Induction of a transcriptional adaptation response by RNA destabilization events.

Transcriptional adaptation (TA) is a cellular process whereby mRNA-destabilizing mutations are associated with the transcriptional upregulation of so-called adapting genes. The nature of the TA-triggering factor(s) remains unclear, namely whether an mRNA-borne premature termination codon or the subsequent mRNA decay process, and/or its products, elicits TA. Here, working with mouse Actg1, we first establish two types of perturbations that lead to mRNA destabilization: Cas9-induced mutations predicted to lead to mutant mRNA decay, and Cas13d-mediated mRNA cleavage.
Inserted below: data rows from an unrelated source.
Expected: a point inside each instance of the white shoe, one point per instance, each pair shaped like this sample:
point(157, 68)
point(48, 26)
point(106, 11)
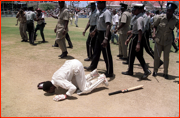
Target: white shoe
point(105, 82)
point(92, 75)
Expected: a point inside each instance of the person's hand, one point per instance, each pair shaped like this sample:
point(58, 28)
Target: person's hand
point(115, 31)
point(153, 36)
point(55, 30)
point(127, 41)
point(138, 47)
point(84, 33)
point(104, 43)
point(92, 34)
point(175, 41)
point(129, 32)
point(64, 32)
point(59, 97)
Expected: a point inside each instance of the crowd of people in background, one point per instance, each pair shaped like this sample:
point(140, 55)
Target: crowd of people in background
point(132, 28)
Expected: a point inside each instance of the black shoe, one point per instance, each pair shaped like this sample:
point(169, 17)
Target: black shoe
point(161, 63)
point(70, 47)
point(35, 37)
point(146, 74)
point(122, 58)
point(176, 50)
point(109, 75)
point(89, 68)
point(24, 40)
point(125, 62)
point(154, 74)
point(87, 59)
point(64, 54)
point(54, 46)
point(127, 73)
point(119, 55)
point(166, 76)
We find that both types of perturbations are effective in degrading Actg1 mRNA, and that they both upregulate Actg2. Notably, increased chromatin accessibility at the Actg2 locus was observed only in the Cas9-induced mutant cells but not in the Cas13d-targeted cells, suggesting that chromatin remodeling is not required for Actg2 upregulation. We further show that ribozyme-mediated Actg1 pre-mRNA cleavage also leads to a robust upregulation of Actg2, and that this upregulation is again independent of chromatin remodeling. Together, these data highlight the critical role of RNA destabilization events as a trigger for TA, or at least a TA-like response.